And a few minutes later Grandma began the story.
“It was in the spring. Father was making garden, and he broke the hoe handle. All the boys were away from home helping a neighbor, so Father wanted Aggie or Belle to take the hoe to have a handle put in at the blacksmith shop at Nebo Cross Roads a mile away. But the girls were getting ready to go to a quilting, and I begged to be allowed to take the hoe to the blacksmith shop.
“Mother was afraid at first, but Father said there was nothing to hurt me, and Mother finally gave in. So right after dinner, carrying the hoe and a poke of cookies to eat if I got hungry, I started out.
“I was to leave the hoe at the shop and go on down the road to Strangs’ to wait till the hoe was mended. I can remember yet how important I felt going off alone like that. I picked wild flowers and munched cookies and sang all the songs I knew.
“Mr. Carson, the blacksmith, said it would be a couple of hours before the hoe would be ready, and I went down to Strangs’ to wait. But when I got there I found the house all locked up and no one at home. I sat down on the steps to wait for some one to come, but the heat and the quiet made me sleepy so I got up and moved around the yard. I was lonely there by myself. I walked around looking at the flowers and the garden and the chickens and played a while with a kitten I found sleeping in the sun. I thought that afternoon would never end. Surely I had been there two hours. I started for the blacksmith shop. Maybe it would be closed. I ran all the way. Mr. Carson looked surprised when I asked for the hoe.

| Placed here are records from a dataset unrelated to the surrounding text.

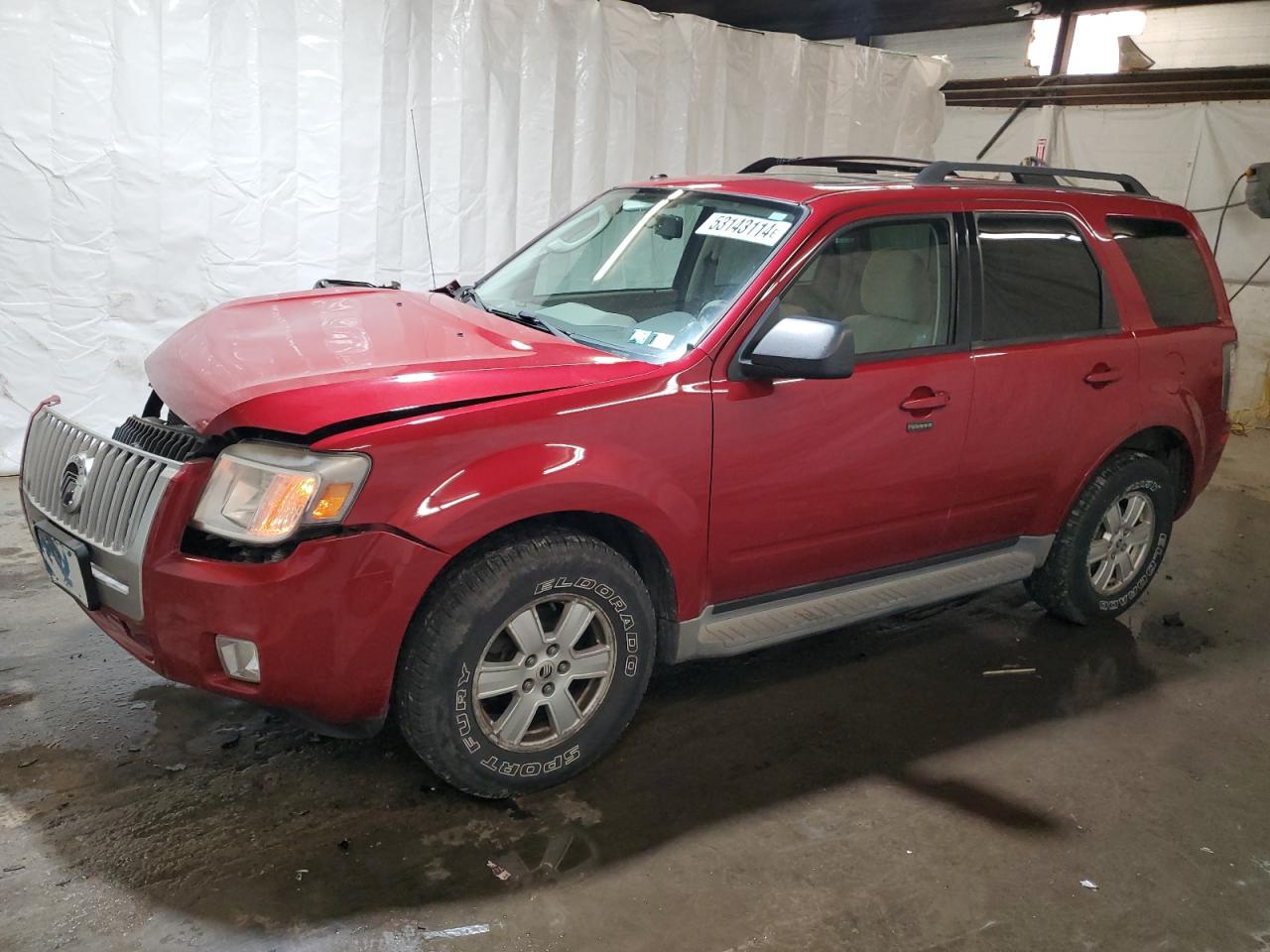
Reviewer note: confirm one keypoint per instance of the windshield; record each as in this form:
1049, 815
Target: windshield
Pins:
640, 272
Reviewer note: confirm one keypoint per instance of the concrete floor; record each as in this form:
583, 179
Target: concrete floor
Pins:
867, 789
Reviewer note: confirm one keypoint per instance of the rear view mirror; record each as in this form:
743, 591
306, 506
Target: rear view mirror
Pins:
668, 226
812, 348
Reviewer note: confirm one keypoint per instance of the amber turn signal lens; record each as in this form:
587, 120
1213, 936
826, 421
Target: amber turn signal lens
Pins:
284, 504
331, 500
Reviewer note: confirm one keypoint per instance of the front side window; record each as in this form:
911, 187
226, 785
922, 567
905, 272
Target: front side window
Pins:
642, 272
1039, 278
1169, 268
890, 282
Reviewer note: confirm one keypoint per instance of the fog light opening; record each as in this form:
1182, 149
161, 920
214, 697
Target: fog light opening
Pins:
239, 658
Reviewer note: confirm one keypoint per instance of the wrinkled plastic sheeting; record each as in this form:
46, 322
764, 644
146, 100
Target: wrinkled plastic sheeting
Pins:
160, 157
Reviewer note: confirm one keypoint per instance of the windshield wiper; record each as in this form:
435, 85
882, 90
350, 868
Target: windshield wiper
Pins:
530, 320
468, 295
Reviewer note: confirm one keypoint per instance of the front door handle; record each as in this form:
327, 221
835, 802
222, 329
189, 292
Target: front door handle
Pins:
926, 402
1101, 375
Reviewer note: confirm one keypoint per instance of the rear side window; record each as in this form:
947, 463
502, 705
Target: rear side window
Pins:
1169, 268
1039, 278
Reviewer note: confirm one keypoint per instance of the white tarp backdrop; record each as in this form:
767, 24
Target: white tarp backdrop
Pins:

I played a while with a kitten
“‘Why, it’s only been a half-hour since you went away,’ he said.
“I went back to Strangs’, and this time I was determined to wait a long time. After a while Isabel Strang came home. She had been at the quilting, but all the rest of the family had gone away to stay several days. Isabel was going to our house to spend the night if she got through the evening’s work in time. She had come past our house, and Mother had told her to keep me all night with her for company if she could not get back before dark and to send me home early in the morning.
“Isabel hurried, and while she milked the cows and fed the pigs and chickens and got supper I went after the hoe.